The telescope will use low frequency waves to search for alien signals, find new planets and help decipher the mysterious origins of black holes and galaxies, the Daily Mail reported.
Ireland's contribution to I-lofar, which takes up an area the size of a football pitch, was switched on by John Halligan, a government minister who has previously said that he believes in aliens.
"Our galaxy is 100,000 light years across with a billion suns and two billion planets," he told The Times.
"It would be extraordinary if there was not some form of life.
"I think it's inevitable that it is out there and today's launch will certainly help."
Lofar is one of the largest astrophysics projects in Europe, with 11 international stations spread across Germany, Poland, France, the UK and Sweden, with additional stations and a central hub in the Netherlands.
The new facility at Birr Castle in County Offaly has become the 12th station in the network.
It has been constructed adjacent to the historic Leviathan telescope, which was built by the 3rd Earl of Rosse in 1845 and was the largest optical telescope in the world until 1917.

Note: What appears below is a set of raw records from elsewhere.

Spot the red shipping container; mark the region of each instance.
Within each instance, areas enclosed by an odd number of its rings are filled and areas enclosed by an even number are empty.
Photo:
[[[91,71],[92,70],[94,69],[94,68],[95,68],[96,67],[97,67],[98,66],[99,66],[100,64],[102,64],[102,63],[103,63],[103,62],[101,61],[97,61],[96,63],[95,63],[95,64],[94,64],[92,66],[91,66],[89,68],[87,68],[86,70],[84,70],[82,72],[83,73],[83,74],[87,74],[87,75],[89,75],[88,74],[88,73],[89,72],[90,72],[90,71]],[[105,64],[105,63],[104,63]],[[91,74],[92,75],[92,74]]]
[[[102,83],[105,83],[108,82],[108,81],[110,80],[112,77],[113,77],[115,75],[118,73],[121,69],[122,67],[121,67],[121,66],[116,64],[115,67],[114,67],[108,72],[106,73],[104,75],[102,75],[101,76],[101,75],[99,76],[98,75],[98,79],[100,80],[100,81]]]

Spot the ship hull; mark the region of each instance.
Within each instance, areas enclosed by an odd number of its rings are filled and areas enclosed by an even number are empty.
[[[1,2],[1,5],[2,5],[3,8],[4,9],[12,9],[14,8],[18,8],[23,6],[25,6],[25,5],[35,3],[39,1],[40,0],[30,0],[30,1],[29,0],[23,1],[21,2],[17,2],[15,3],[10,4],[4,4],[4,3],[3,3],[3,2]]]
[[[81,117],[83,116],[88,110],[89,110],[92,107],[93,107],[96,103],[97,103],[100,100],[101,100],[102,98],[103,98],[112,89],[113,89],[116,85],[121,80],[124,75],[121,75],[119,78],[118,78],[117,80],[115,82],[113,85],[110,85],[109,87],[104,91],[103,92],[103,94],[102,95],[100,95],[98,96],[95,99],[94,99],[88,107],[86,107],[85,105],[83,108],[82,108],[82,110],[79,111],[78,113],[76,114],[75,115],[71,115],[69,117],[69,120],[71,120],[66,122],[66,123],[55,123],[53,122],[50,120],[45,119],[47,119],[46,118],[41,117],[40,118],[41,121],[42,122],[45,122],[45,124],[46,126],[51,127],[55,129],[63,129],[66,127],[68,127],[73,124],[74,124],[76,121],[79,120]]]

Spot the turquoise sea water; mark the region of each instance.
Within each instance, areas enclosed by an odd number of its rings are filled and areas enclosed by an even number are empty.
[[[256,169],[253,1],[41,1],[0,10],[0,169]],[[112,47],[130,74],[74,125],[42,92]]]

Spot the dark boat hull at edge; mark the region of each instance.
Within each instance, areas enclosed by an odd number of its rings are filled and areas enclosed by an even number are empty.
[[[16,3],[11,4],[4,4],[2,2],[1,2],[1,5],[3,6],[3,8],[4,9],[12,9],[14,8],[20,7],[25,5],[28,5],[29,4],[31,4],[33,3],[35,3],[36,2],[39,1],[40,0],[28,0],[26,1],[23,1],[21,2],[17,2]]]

Lofar will be able to listen out for far-away radio signals, which could indicate the presence of intelligent life, according to Paul Gilster, a space exploration analyst.
"The search for extraterrestrial intelligence has generally looked for targeted signals sent deliberately our way but scientists are also considering the possibility of accidental receptions, the markers of an industrial society at work," Mr Gilster told The Times.
"Lofar opens up a new frequency domain for the search for life. With its omnidirectional antennas and computing resources, it may help us pin down the sources of transient radio signals that could be faint signals from cultures around distant stars."
The telescope will also pick up radio signals emitted by hydrogen, which could help us better understand the "dark ages" of the universe following the big bang, he said.
And the ultra-sensitive radio antennas could help us gather more clues to understand the formation and behaviour of black holes, he added.
Lofar will be run by Irish astrophysicists, computer engineers and data scientists, representing Irish universities and institutes of technologies from both sides of the border.